Jordan Williams isn’t allowing the COVID-19 pandemic to dampen his enthusiasm of starting his pro football career with the B.C. Lions.
The six-foot, 232-pound linebacker was the first player taken in last month’s CFL draft. Under normal circumstances, Williams would currently be in training camp learning the ropes under fist-year Lions head coach Rick Campbell.
But these are hardly normal circumstances.
Last week, CFL commissioner Randy Ambrosie told season-ticket holders the league’s best-case scenario would be starting an abbreviated campaign in September, at the earliest. However, a cancelled season also remains a possibility.
Despite the precariousness of the 2020 season, the 25-year-old Williams is taking the approach of a proven veteran.
“I just take it one day at a time,” he said during a telephone interview Monday. “I try to control the controllables and don’t let external factors determine my mindset of the day.”
Then again, Williams has become well versed in the art of being patient.
Williams last played in a meaningful football game in 2017 at East Carolina University. That year, he finished second on the team in tackles with 89 — including three for a loss — with a forced fumble.
In 2018, Williams attended a rookie camp with the NFL’s San Francisco 49ers but didn’t make the team.
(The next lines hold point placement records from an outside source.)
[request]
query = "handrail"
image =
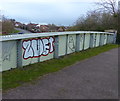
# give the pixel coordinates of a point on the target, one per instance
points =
(35, 35)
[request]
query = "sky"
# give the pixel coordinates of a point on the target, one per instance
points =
(59, 12)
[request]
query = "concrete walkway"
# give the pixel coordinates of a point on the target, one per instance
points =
(93, 78)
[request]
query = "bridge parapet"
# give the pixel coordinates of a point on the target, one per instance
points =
(25, 49)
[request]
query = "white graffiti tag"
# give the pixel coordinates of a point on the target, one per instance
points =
(34, 48)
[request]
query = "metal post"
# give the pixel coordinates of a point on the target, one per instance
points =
(56, 47)
(114, 37)
(77, 42)
(66, 43)
(19, 53)
(100, 42)
(84, 41)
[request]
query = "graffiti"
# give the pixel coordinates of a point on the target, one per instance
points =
(34, 48)
(71, 43)
(6, 53)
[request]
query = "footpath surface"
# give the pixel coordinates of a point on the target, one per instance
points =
(93, 78)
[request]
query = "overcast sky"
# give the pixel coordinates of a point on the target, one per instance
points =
(60, 12)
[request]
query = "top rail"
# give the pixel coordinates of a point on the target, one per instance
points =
(35, 35)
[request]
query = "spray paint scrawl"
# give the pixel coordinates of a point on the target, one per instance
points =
(34, 48)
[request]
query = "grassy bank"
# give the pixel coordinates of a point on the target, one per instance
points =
(17, 77)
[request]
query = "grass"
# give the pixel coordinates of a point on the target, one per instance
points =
(14, 31)
(17, 77)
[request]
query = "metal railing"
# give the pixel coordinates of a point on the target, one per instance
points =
(24, 49)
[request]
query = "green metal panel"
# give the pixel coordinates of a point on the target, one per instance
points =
(62, 45)
(9, 55)
(81, 41)
(71, 44)
(97, 40)
(105, 39)
(87, 40)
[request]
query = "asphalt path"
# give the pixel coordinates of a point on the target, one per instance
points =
(93, 78)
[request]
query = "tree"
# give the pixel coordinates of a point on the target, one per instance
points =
(109, 6)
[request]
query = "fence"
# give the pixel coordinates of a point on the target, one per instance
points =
(25, 49)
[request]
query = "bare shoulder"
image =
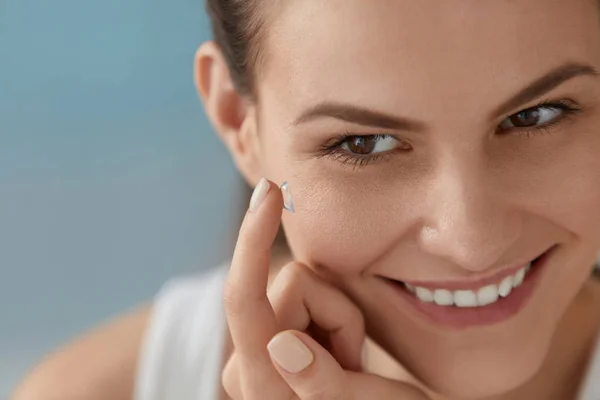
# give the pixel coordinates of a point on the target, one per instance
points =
(100, 365)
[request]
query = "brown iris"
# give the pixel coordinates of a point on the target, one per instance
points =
(526, 118)
(363, 145)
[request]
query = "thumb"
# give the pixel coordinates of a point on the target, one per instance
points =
(309, 369)
(313, 373)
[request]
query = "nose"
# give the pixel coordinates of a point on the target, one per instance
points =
(468, 222)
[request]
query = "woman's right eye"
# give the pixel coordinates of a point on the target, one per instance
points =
(369, 145)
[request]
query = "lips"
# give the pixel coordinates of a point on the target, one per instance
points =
(479, 297)
(485, 302)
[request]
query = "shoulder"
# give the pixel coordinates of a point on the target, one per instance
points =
(160, 351)
(182, 348)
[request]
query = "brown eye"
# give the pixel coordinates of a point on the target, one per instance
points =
(537, 116)
(366, 145)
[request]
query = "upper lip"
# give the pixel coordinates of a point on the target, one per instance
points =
(476, 282)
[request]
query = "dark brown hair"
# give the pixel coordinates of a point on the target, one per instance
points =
(237, 27)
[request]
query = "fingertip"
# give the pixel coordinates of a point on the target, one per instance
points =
(290, 353)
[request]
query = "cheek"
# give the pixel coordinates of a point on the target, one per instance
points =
(566, 187)
(342, 225)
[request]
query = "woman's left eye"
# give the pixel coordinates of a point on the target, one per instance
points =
(368, 145)
(532, 117)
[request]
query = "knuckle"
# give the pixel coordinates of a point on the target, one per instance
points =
(233, 303)
(230, 379)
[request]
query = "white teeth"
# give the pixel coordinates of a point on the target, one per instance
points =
(519, 277)
(487, 295)
(468, 298)
(465, 298)
(506, 286)
(425, 295)
(443, 297)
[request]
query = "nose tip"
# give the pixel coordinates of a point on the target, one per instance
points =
(472, 248)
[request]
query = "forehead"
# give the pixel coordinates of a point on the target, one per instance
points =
(374, 51)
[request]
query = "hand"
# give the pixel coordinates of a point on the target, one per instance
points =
(275, 358)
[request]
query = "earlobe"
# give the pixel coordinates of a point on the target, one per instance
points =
(230, 113)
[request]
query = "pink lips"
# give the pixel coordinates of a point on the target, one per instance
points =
(462, 318)
(472, 284)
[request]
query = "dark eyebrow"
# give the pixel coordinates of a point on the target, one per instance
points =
(358, 115)
(543, 85)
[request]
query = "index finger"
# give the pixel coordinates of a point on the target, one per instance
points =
(251, 318)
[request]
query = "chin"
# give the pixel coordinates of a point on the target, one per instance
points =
(477, 378)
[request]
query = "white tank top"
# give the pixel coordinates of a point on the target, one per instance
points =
(182, 351)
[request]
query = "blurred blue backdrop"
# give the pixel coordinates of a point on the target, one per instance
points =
(111, 180)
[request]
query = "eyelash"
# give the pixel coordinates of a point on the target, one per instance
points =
(334, 149)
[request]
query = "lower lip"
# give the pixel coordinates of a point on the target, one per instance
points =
(462, 318)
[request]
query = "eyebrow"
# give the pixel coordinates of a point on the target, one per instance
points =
(366, 117)
(359, 116)
(545, 84)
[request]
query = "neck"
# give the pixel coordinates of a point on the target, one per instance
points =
(564, 369)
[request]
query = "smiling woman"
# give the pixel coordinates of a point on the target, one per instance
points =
(443, 163)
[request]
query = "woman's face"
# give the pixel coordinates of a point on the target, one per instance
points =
(445, 144)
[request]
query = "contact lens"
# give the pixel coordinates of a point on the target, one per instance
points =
(288, 200)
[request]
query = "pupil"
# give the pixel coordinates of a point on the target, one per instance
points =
(363, 145)
(526, 118)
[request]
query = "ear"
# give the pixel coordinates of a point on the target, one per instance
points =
(232, 115)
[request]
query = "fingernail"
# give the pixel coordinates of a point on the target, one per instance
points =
(290, 353)
(260, 193)
(288, 200)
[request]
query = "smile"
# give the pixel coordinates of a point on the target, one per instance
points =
(465, 304)
(480, 297)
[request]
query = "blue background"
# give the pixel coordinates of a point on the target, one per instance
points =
(111, 179)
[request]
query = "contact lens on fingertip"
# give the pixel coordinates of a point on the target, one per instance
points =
(288, 200)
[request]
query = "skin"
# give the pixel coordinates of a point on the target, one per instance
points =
(463, 200)
(466, 199)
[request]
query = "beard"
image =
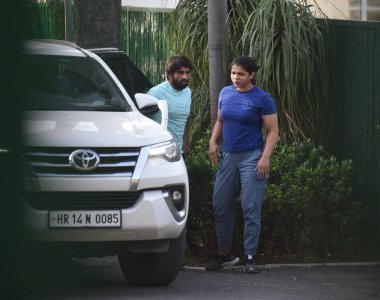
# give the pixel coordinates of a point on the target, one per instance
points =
(179, 85)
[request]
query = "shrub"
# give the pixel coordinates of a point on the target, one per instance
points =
(309, 207)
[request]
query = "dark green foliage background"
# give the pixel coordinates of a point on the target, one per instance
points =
(309, 211)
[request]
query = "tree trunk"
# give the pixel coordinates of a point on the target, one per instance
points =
(217, 16)
(97, 23)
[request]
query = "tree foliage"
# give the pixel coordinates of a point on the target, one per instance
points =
(286, 40)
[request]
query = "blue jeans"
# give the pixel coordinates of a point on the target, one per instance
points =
(237, 173)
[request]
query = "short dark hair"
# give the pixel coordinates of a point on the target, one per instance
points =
(247, 62)
(176, 62)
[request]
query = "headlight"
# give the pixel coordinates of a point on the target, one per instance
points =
(167, 150)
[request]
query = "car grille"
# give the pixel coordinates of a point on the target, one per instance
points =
(55, 161)
(81, 200)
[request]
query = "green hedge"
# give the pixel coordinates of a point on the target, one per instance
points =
(309, 207)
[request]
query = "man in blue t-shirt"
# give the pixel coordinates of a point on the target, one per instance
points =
(178, 96)
(243, 110)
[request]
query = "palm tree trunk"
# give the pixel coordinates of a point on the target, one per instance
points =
(97, 23)
(217, 16)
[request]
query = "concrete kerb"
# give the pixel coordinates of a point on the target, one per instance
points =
(299, 265)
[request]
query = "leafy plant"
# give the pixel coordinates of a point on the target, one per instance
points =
(285, 38)
(309, 207)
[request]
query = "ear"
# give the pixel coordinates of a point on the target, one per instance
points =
(169, 76)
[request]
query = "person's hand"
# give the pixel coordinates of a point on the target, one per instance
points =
(263, 167)
(214, 152)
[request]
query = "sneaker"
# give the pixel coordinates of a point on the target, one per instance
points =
(222, 261)
(250, 266)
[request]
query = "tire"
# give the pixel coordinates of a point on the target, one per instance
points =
(154, 269)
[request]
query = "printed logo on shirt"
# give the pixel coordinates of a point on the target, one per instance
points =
(247, 105)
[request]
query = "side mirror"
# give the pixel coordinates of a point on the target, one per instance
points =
(144, 100)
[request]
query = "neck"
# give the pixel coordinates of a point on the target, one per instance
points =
(245, 88)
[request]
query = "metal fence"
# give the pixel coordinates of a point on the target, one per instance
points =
(353, 49)
(142, 38)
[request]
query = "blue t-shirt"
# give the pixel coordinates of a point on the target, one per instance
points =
(241, 113)
(179, 103)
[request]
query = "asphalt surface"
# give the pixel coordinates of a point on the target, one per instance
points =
(102, 279)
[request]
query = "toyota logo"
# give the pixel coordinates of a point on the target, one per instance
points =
(84, 160)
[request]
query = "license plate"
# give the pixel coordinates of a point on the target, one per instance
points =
(85, 218)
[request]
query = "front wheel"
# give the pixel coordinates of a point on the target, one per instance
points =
(152, 269)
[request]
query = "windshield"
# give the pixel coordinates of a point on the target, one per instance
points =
(71, 83)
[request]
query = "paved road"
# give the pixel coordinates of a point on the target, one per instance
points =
(102, 279)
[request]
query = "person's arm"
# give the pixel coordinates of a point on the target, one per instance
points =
(185, 139)
(271, 126)
(214, 150)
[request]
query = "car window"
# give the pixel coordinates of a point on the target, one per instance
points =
(71, 83)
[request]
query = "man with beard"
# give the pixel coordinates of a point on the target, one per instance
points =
(178, 96)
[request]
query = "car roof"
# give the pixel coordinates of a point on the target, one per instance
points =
(53, 47)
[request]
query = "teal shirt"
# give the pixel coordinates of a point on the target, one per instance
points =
(179, 103)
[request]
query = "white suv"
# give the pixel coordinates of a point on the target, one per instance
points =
(99, 178)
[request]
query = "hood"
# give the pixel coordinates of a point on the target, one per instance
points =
(90, 129)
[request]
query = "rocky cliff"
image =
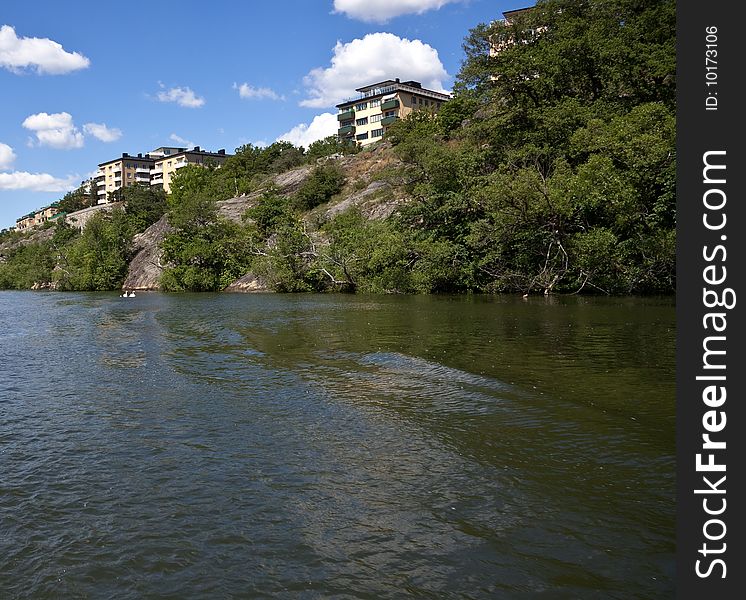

Last year, Williams was poised to join the Ottawa Redblacks’ practice roster until the CFL learned his mother was Canadian.
Had Williams accepted the practice-roster invitation, he would’ve been registered with the CFL as an American and his status couldn’t have been reversed afterward. So Williams put his pro football aspirations on hold to pursue being deemed a Canadian and eligible for the 2020 draft.
Campbell was the head coach in Ottawa in 2019 and Williams believes that played a role in his being drafted by B.C.
“I’d probably say absolutely,” Williams said. “When I was in the locker room, I shook hands with Rick Campbell, looked him in the eye, gave him a firm handshake and all I said was, ‘Hey, how you doing?’
“He looked me in the eye and gave me a firm handshake. I guess that’s all that was needed.”
These days, Williams said he’s following the training regimen established by Chris Boyko, B.C.’s strength-and-conditioning coach. And there’s also Zoom sessions with Lions officials.
“We’ve slowed down on training a little bit because you have to peak at a certain time,” Williams said. “You don’t want to peak (in training) right now . . . your peak time has to be near August-September.
“I’m basically training, eating, watching my weight and trying to be the best version of myself that I can be.”
Williams isn’t spending his free time watching hours of television or playing video games. He swore off TV after HBO’s “Game of Thrones” ended in 2019, feeling very disenchanted with the level of writing late in the series.
“The last two seasons weren’t good,” Williams said. “I’d watched the show for eight years, I’d watched (characters) grow up but that (writing) destroyed the show for me.
“I decided I was never going to let any TV show make me feel like that in my life so I stopped watching TV shows as a whole.”
But Williams did allow himself to watch The Last Dance, the 10-part documentary of the Chicago Bulls 1997-98 season, which culminated with the franchise’s sixth NBA title in eight years.
“I had to watch that,” Williams said with a chuckle. “It was a beautiful documentary.
“Other than that, I don’t do any video games, movies or anything like that. I just do research and try find ways to promote my image and I think that’s what is going to happen.”
Williams can’t wait for the start of training camp, whenever that might be.
“You get to show people how excited you are to be in a place like Vancouver, a beautiful city, and B.C. Place,” he said. “You get to strap on a helmet and make tackles.
“It might take a week or so to get back into football shape and after that it should be smooth sailing.”
And whenever his rookie season begins, Williams said he won’t be thinking about the pressure that might come for a player drafted first overall.
“I think when you put unneeded pressure on yourself, you start doing too much,” he said. “I just take it like I’m a regular guy and I’m going to play my style of football and not allow (outside) factors determine how I’ll play.”